Я встаю рано; часы, которыми я пользуюсь с первого причастия, не прекращают коварно останавливаться; я думаю: в это время он должен вставать, как он мне рассказывал, его отец или мать кричат за дверью, чтобы он поторопился; чуть позже я думаю: он пришел в лавку, он взвешивает пакетики с табаком, он занимается доставкой; я сдерживаюсь, чтобы позвонить ему, я боюсь попасть на его начальника.
В прихожей установлена эта электрическая система низкого напряжения, молодой электрик, согласно договоренности, должен был вернуться, чтобы ее доделать: провода торчат, в потолке необдуманно проделано множество дырок. Я смотрю на эту замысловатую световую систему (было стыдно признаться спросившему об этом молодому электрику, сколько она стоит), я смотрю на эти неуклюжие провода, я думаю: неделю назад он трогал их, он должен был снова коснуться их; в субботу утром его мать нашла его мертвым в постели. Я попрошу Венсана закончить работу.
Венсан испражнялся, сидя на унитазе, и я пытался у него пососать: это был не какой-то порок, извращение или попытка возбудиться особым образом, это был простой любовный порыв.
Словно отравлен этим счастьем: невозможно растопить его в текущей жизни, не хотеть восстановить его, воссоздать; лишь снова увидеть его, его самого!

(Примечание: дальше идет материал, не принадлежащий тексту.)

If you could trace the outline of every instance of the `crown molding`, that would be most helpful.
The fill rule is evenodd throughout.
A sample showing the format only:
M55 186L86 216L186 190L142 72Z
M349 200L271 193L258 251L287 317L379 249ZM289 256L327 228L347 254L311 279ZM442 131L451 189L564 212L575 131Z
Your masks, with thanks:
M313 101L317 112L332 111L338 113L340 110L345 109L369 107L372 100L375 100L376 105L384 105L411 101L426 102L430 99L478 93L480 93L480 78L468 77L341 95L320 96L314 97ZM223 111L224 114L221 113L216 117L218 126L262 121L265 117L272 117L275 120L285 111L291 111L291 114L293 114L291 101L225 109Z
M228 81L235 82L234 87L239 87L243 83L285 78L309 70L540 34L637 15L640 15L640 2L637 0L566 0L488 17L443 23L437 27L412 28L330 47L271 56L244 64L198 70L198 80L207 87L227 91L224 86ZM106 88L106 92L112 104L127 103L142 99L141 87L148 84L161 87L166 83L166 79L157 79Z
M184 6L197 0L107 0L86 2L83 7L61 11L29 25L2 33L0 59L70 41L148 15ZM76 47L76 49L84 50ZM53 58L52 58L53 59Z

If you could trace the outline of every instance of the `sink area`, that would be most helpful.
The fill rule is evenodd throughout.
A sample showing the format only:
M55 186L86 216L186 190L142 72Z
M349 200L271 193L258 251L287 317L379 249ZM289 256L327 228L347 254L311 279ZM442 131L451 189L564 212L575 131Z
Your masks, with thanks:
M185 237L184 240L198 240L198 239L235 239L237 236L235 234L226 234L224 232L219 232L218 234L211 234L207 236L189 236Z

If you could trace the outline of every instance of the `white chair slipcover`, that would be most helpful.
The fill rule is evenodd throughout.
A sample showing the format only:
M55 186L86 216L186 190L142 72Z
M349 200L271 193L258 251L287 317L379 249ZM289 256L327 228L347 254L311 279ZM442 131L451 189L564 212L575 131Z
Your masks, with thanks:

Он ласкал меня, он сказал: «Если бы я остался, я бы тебя рисовал, а ты бы спал рядом», - и положил голову мне на грудь.
Пусть он хотя бы позволит мне расточать ему ту любовь, на которую я способен, и я останусь живым в этом мире!
Нужно иметь силы свидетельствовать об этой минуте, ибо то была минута великая, но нужно, чтобы рассказ о ней был таким же кристальным, как стихотворение Кавафиса: это священный бесплотный монумент человеческой любви. В такой-то день, в такой-то час этот персонаж потонул в своей любви, он чувствовал, как его сердце бьется в груди другого, которого он сжимал в объятиях, его тело больше ему не принадлежало, это был некий дар, и другой благосклонно смотрел, чтобы он не задохнулся в волне, и с нежностью держал его на плаву в своих руках посреди бескрайней вечности (кокаин на траве из Конго).
«По какому поводу?», - спрашивает меня мать Венсана; желание сказать ей: «Это по поводу его члена, мадам, мне нужно как можно скорее его пососать».
Венсан меланхоличен: несмотря на настойчивость Пьера, остановившегося ненадолго в Париже, он не захотел снова с ним спать; чтобы отомстить, Пьер поколотил его подружку. Принимаем кокаин; как замечает Венсан, «никакого особенного эффекта», мне нет дела до его члена, который я так люблю. Его глаза прикрыты розовыми веками, я снова думаю обо всех этих днях, когда был счастлив возле него.
Я начал у него сосать, он говорит мне: «Тебе это не мешает? Утром он был в письке у Фло, и я его не помыл».
Я просунул руку под его ягодицами, чтобы взяться за его член, и он говорит мне: «Именно так у меня и сосал мой преподаватель по айкидо».
Во время попойки: мне не хватает Венсана, его маленького члена, его тихого смеха.
Вечер с Венсаном: дрочим друг другу, смеемся.
Я думаю, что больше не влюблен в Венсана, я ему больше не звоню. Но я хожу посмотреть в витрину «Зорро», сидит ли он там внутри.
Впечатление, что потерял жениха, слишком важного для меня человека: Венсана.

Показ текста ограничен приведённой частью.